Since 2010, the new awareness of the possibility of a 'Vertical Milan' has generated a great – unprecedented – debate both locally and nationally.
That same year saw the birth of the international conference Tall Buildings, which recently held its tenth edition at the Triennale Milano. How the design and construction philosophy will change, the relationship between tall buildings and the existing city, how to develop wide-ranging urban solutions: these are some of the topics addressed annually by the conference.

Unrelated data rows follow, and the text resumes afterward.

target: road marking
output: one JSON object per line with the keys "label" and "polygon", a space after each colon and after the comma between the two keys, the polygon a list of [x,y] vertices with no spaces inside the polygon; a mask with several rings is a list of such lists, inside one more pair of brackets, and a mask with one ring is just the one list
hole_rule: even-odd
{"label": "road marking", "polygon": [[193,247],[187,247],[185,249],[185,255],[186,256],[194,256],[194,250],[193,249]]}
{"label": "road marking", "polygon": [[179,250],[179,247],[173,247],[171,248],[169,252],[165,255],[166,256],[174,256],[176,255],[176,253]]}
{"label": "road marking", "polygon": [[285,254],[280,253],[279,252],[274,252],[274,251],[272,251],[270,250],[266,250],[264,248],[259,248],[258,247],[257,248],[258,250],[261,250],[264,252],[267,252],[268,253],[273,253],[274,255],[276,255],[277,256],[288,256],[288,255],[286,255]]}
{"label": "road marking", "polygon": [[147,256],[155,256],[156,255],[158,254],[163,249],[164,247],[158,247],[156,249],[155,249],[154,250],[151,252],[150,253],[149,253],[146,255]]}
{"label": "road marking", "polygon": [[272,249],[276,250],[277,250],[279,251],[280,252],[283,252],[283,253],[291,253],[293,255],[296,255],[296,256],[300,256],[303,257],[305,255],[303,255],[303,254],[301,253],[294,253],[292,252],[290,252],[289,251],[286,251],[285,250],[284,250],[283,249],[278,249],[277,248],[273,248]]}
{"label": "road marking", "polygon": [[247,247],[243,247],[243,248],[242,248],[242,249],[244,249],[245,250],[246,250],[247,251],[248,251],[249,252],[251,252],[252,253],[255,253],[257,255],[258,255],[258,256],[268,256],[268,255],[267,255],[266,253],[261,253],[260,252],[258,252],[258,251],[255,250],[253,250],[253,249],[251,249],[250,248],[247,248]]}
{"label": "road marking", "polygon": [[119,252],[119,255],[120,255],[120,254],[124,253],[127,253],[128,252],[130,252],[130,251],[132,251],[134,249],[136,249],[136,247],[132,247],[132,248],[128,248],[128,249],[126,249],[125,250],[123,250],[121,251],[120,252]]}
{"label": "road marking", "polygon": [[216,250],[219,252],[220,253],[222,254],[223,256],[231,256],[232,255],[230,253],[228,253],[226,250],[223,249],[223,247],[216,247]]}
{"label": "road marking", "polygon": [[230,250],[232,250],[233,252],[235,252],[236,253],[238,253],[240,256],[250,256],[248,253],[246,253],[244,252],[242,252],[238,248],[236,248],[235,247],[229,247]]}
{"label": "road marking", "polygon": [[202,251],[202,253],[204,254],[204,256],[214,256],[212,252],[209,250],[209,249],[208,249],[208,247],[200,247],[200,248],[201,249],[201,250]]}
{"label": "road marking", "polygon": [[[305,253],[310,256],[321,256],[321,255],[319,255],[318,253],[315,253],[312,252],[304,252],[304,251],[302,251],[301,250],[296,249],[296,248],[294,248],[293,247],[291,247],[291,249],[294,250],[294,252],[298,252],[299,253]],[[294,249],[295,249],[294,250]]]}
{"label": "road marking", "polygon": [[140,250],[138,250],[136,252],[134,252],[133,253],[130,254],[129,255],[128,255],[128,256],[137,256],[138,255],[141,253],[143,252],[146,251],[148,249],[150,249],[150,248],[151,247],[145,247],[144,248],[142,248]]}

Milano Verticale is also the title of a very recent publication by the Foundation of the Order of Architects of the Province of Milan, with critical contributions by Fulvio Irace and Jacques Herzog. The book deals with the theme of the high city in relation to the great challenges of the contemporary city, such as the emergence of the environmental issue, attention to urban quality, and the search for a different relationship between the natural and built contexts.
How will Milan develop in the coming decades? For the time being, the city's race to sky does not seem to be stopping. The debate will therefore have to be as plural, complex and critical as possible. As always, Domus is available as a platform for discussion.